Step 4: Full-Thickness SSP Defects Creation Through Middle-Lateral Mini-Incision

The entire detached SSP tendon was pulled out from the longitudinal mini-incision (Fig 7A), and the distal half of the tendon portion was cut using a #15-blade scalpel to create massive and full-thickness SSP defects (∼10 mm long and ∼3-4 mm wide) (Fig 7B). The SSP tendon was then released and retracted back into the mini-incision.
Fig 7

(A) The detached supraspinatus (SSP) tendon is pulled out from the middle lateral portal using 2 marking sutures (white and yellow asterisks). (B) The distal half portion of the SSP tendon is cut to create full-thickness massive defects.

(A) The detached supraspinatus (SSP) tendon is pulled out from the middle lateral portal using 2 marking sutures (white and yellow asterisks). (B) The distal half portion of the SSP tendon is cut to create full-thickness massive defects.

Step 5: Arthroscopic Confirmation

Under monitoring through the M-L viewing portal, the defective SSP tendon was confirmed to retract back into the subacromial space and the humeral head was exposed (Fig 8A, Video 1). This indicates stage-2 retraction of the SSP according to Patte’s classification. We also checked that there were no remaining SSP tendon tissues on the footprint (Fig 8B). We used an ophthalmic micro-tweezer to confirm that the SSP tendon could not be pulled back on the footprint. Therefore, this massive and retracted SSP defects were created.
Fig 8

(A) In the anterolateral view, the supraspinatus (SSP) tendon stump humeral head (HH) and the intra-articular biceps (B) are exposed. (B) No tendon tissue remains on the footprint, and the massive full-thickness SSP defects are confirmed by arthroscope through the middle lateral portal. (C) A micro-tweezer is used to check the retraction of the SSP tendon stump, which could not be pulled back fully onto its native footprint.

(A) In the anterolateral view, the supraspinatus (SSP) tendon stump humeral head (HH) and the intra-articular biceps (B) are exposed. (B) No tendon tissue remains on the footprint, and the massive full-thickness SSP defects are confirmed by arthroscope through the middle lateral portal. (C) A micro-tweezer is used to check the retraction of the SSP tendon stump, which could not be pulled back fully onto its native footprint.

Step 6: Mini-Incision and Portal Closure

The middle incision is closed using the 3-0 sutures (Ethicon) and the anterior or posterior portal using 4-0 sutures (Ethicon) (Fig 9). The total procedure time of this RCT model from start to finish was approximately 15 minutes. The specialized instruments used for generating the animal model are shown in Fig 10. The tips and tricks are listed in Table 2.
Fig 9

The anterolateral (yellow arrow) and posterolateral (red arrow) incisions are closed using 4-0 sutures while closing the middle-lateral incision (black triangle) using a 3-0 suture.

Fig 10

The specialized instruments for this arthroscopy-assistant animal model creation, including an otoscopic system that comprises 2.7-mm otoscope, camera and illuminant, #15-blade, and bending or straight micro-tweezer.

Table 2

Tips and Tricks

Sufficient enlargements of subdeltoid space by lifting the tissue probes are critical to fully expose the supraspinatus (SSP) tendon and its insertion on the greater tuberosity in the arthroscopic view.

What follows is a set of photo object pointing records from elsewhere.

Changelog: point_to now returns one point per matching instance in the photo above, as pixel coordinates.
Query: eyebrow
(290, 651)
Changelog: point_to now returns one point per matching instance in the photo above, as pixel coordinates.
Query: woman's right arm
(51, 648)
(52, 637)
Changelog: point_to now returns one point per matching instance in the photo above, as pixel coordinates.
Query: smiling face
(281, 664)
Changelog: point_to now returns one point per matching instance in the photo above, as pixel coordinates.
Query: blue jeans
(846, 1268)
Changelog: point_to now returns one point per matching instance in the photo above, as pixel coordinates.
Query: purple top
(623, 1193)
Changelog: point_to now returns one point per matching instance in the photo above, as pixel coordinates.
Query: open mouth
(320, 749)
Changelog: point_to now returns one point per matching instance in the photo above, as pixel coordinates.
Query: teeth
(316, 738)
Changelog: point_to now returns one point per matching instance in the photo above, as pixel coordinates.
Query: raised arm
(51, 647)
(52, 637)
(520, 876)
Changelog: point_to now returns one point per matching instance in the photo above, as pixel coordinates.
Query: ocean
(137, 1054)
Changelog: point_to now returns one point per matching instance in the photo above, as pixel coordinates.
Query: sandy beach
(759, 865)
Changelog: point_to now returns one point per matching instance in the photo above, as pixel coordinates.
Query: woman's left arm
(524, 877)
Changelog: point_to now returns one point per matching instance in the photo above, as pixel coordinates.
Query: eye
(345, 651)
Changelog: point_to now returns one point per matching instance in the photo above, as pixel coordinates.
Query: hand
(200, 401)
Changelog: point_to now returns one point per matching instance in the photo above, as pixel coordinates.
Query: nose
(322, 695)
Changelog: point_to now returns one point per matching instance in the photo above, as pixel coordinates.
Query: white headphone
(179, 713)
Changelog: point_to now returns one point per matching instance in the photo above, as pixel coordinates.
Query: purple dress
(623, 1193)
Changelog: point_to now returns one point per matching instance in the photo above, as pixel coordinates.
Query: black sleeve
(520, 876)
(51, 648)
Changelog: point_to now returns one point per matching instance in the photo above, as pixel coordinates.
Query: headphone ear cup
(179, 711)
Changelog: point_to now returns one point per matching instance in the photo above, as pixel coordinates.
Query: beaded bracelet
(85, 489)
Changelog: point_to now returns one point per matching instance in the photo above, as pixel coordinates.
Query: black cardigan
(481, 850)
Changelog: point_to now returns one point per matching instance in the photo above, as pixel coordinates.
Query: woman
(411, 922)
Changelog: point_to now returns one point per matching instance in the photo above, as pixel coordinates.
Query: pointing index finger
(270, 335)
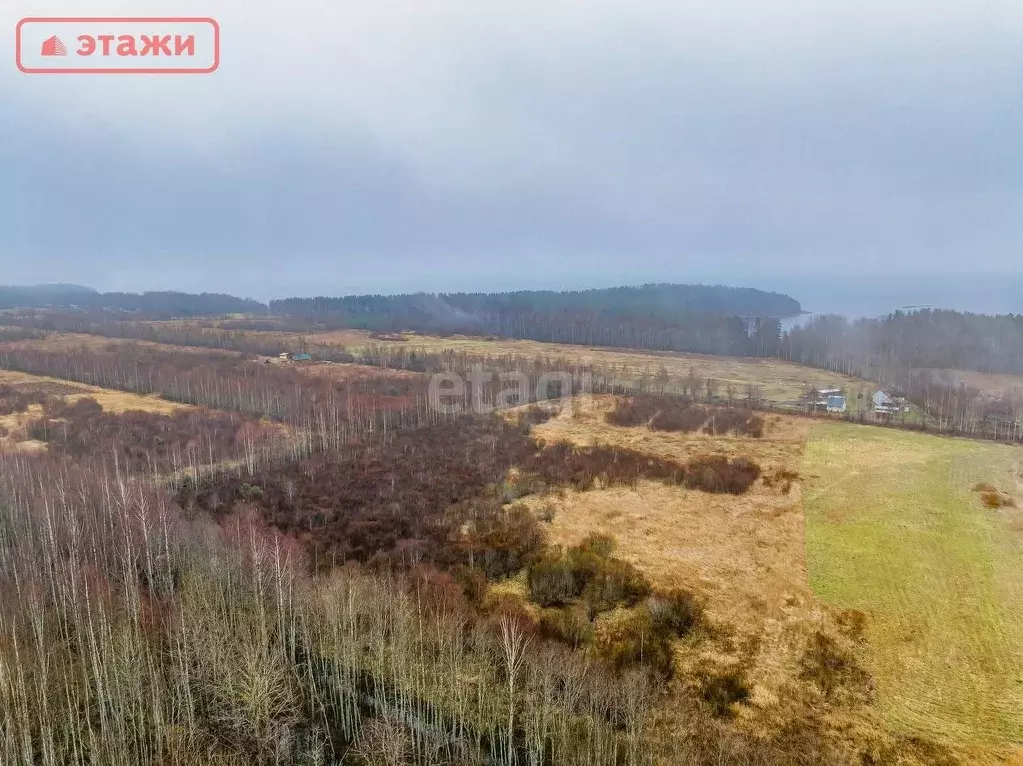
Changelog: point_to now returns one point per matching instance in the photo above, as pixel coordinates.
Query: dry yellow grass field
(991, 385)
(895, 529)
(777, 380)
(16, 423)
(864, 529)
(743, 555)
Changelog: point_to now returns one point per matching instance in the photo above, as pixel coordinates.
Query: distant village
(882, 405)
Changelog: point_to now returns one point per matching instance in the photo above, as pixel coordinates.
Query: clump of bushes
(722, 691)
(717, 474)
(585, 467)
(569, 625)
(586, 571)
(685, 419)
(992, 498)
(627, 638)
(13, 399)
(665, 413)
(675, 612)
(829, 666)
(633, 411)
(783, 478)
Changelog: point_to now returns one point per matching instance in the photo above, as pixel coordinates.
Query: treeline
(917, 354)
(670, 303)
(153, 305)
(322, 411)
(900, 343)
(668, 317)
(136, 634)
(187, 442)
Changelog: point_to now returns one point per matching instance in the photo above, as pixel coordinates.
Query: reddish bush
(716, 474)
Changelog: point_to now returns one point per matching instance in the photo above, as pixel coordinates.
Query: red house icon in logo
(53, 47)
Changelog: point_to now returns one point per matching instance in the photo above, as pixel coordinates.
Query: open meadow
(899, 526)
(775, 381)
(742, 554)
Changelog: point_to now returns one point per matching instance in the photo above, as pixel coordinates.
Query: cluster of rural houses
(882, 406)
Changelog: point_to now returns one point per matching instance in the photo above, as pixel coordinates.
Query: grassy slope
(893, 529)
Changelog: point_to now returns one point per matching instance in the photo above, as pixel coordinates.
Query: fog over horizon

Additional skin traction strings at appropriate places help to elevate the subdeltoid space.

Careful separation of the subdeltoid space and cautious stitching of the SSP tendon using sutures help in avoiding microvascular damage to the surface of the greater tuberosity and the SSP, which is critical for maintaining effective arthroscopic visualization in the absence of the irrigation system and trocar instruments.

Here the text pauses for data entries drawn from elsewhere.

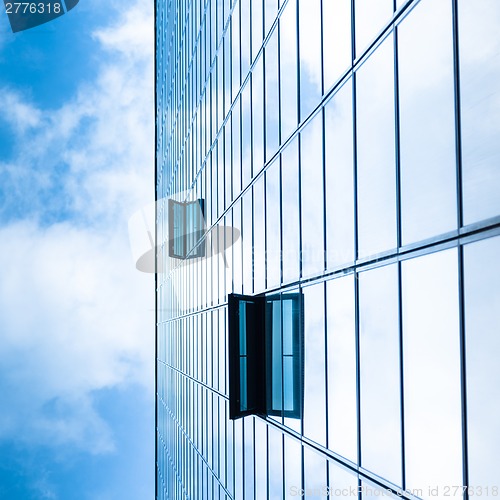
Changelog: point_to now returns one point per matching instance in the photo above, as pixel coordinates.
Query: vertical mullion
(356, 282)
(461, 278)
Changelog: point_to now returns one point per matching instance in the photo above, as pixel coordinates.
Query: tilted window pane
(482, 320)
(310, 55)
(427, 121)
(376, 152)
(431, 360)
(480, 95)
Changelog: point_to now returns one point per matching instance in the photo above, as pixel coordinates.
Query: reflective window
(376, 152)
(186, 228)
(427, 126)
(482, 320)
(260, 459)
(336, 39)
(431, 348)
(371, 17)
(314, 369)
(259, 248)
(273, 250)
(275, 463)
(293, 466)
(246, 136)
(341, 364)
(339, 171)
(479, 74)
(258, 116)
(311, 173)
(290, 212)
(379, 371)
(315, 483)
(288, 69)
(266, 348)
(310, 55)
(272, 95)
(249, 457)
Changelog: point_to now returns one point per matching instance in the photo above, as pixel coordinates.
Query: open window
(186, 229)
(266, 352)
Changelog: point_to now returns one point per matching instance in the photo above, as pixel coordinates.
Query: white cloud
(75, 315)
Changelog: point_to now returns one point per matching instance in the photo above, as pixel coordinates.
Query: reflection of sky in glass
(482, 330)
(427, 132)
(379, 361)
(479, 76)
(432, 371)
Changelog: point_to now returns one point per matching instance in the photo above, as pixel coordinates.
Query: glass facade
(345, 151)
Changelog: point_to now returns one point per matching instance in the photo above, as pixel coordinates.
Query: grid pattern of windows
(352, 145)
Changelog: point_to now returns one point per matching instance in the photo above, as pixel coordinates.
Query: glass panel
(371, 18)
(257, 26)
(272, 95)
(370, 491)
(480, 95)
(313, 257)
(431, 363)
(259, 228)
(336, 39)
(379, 362)
(290, 211)
(293, 467)
(376, 153)
(245, 36)
(243, 384)
(271, 10)
(238, 458)
(316, 485)
(258, 116)
(247, 243)
(237, 250)
(428, 164)
(246, 136)
(288, 383)
(482, 317)
(260, 459)
(288, 69)
(236, 146)
(235, 49)
(341, 363)
(273, 230)
(310, 55)
(276, 355)
(342, 483)
(314, 370)
(275, 463)
(339, 181)
(249, 457)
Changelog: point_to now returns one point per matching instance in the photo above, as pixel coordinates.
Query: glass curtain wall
(346, 150)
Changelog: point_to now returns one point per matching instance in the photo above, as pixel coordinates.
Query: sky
(76, 317)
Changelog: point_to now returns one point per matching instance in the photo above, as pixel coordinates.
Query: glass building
(328, 177)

Effective release of the distal part of the SSP helps to retrieve the tendon from the middle-lateral portal.

Opportunely tensioning the marking sutures at the anterior or posterior border opportunely is important to cut the resilient SSP tendon tissues.

A relatively larger mid-lateral incision helps to retrieve the SSP tendon successfully.

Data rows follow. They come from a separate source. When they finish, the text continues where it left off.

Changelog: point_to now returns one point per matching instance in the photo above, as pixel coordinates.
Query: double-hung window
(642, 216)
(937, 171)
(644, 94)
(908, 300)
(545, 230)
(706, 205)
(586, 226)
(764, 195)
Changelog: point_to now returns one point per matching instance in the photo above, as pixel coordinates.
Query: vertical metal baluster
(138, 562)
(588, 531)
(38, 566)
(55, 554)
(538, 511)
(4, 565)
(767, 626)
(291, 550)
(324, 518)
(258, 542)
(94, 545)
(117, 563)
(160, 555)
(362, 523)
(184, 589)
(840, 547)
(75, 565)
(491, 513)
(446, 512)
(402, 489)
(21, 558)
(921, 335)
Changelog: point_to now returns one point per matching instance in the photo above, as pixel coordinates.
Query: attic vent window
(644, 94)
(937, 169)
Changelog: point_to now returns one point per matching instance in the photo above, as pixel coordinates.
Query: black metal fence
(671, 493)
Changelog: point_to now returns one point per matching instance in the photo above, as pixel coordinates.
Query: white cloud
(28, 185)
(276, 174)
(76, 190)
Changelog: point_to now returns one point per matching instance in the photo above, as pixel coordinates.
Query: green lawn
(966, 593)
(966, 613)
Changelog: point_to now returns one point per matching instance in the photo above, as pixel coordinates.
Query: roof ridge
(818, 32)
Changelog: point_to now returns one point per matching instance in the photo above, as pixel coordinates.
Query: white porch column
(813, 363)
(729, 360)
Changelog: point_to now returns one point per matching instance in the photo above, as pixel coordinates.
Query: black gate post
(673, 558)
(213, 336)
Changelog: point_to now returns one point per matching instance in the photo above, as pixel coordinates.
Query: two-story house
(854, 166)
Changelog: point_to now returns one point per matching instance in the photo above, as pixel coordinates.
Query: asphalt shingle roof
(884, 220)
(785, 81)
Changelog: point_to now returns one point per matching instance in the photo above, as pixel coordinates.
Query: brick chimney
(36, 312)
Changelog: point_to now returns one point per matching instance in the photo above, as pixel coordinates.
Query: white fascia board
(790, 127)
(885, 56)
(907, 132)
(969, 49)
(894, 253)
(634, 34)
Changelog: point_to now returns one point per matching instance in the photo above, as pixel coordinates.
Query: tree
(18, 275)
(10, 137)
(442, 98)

The anterolateral (yellow arrow) and posterolateral (red arrow) incisions are closed using 4-0 sutures while closing the middle-lateral incision (black triangle) using a 3-0 suture. The specialized instruments for this arthroscopy-assistant animal model creation, including an otoscopic system that comprises 2.7-mm otoscope, camera and illuminant, #15-blade, and bending or straight micro-tweezer. Tips and Tricks Sufficient enlargements of subdeltoid space by lifting the tissue probes are critical to fully expose the supraspinatus (SSP) tendon and its insertion on the greater tuberosity in the arthroscopic view. Additional skin traction strings at appropriate places help to elevate the subdeltoid space. Careful separation of the subdeltoid space and cautious stitching of the SSP tendon using sutures help in avoiding microvascular damage to the surface of the greater tuberosity and the SSP, which is critical for maintaining effective arthroscopic visualization in the absence of the irrigation system and trocar instruments. Effective release of the distal part of the SSP helps to retrieve the tendon from the middle-lateral portal. Opportunely tensioning the marking sutures at the anterior or posterior border opportunely is important to cut the resilient SSP tendon tissues. A relatively larger mid-lateral incision helps to retrieve the SSP tendon successfully.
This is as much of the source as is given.